Romare Bearden: A Black Odyssey
November 15–December 13, 2014 and January 21–March 14, 2015
Curated by Dr. Robert G. O'Meally, Zora Neale Hurston Professor of English and Comparative Literature
Organized by the Smithsonian Institution Traveling Exhibition Service in cooperation with the Romare Bearden Foundation and Estate and DC Moore Gallery. The exhibition and its related educational resources are supported by a grant from the Stavros Niarchos Foundation.
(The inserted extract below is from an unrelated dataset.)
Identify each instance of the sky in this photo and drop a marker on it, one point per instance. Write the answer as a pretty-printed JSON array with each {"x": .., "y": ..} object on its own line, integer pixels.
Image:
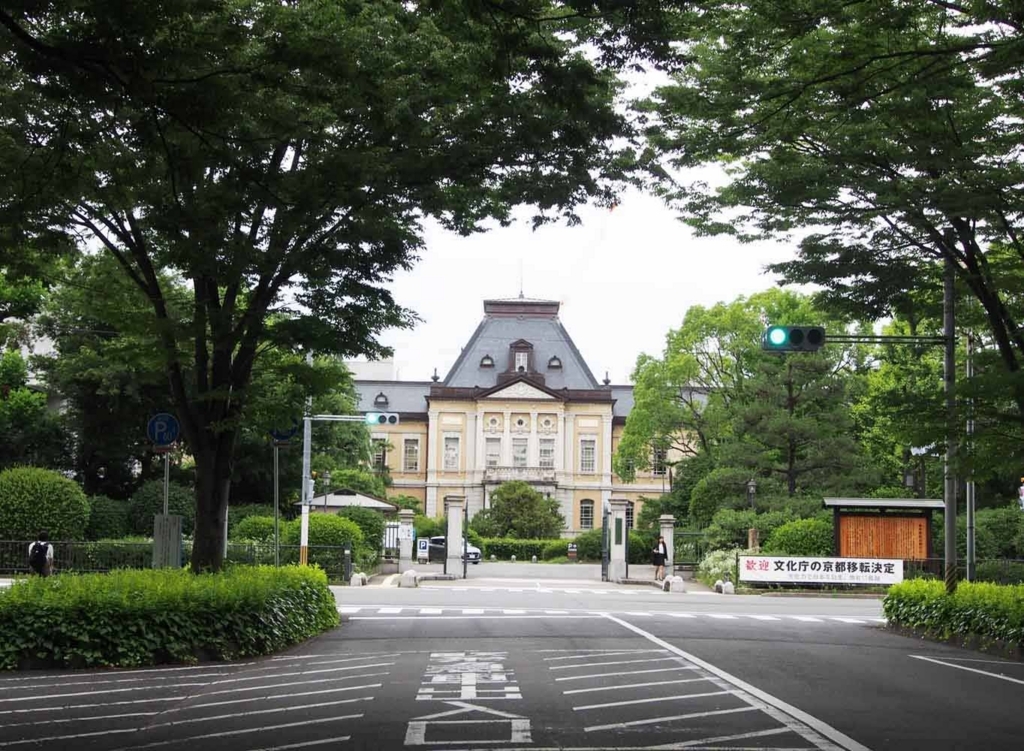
[{"x": 624, "y": 278}]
Romare Bearden: A Black Odyssey presents and explores the artist's 1977 cycle of collages and watercolors based on Homer's Odyssey. One of the most esteemed and beloved African American artists of the 20th century, Romare Bearden (1911 – 1988) underscores the epic text in the service of his most significant artistic theme: searching for a way home. Bearden works with and against Homer, translating the ancient stories through a 20th–century visual voice while considering their enduring relevance. Bearden's black characters raise the issue of race, inviting us to consider the Odyssey as a truly global classic. This rare presentation of Bearden's Odyssey has traveled nationally prior to this final homecoming, a coda to the "Bearden Centennial" celebrations of 2011 – 2013. Columbia University will celebrate the presentation with a year–long, campus–wide public programming response entitled Homer in Harlem, that enhances the University's core curriculum as well as its global initiatives.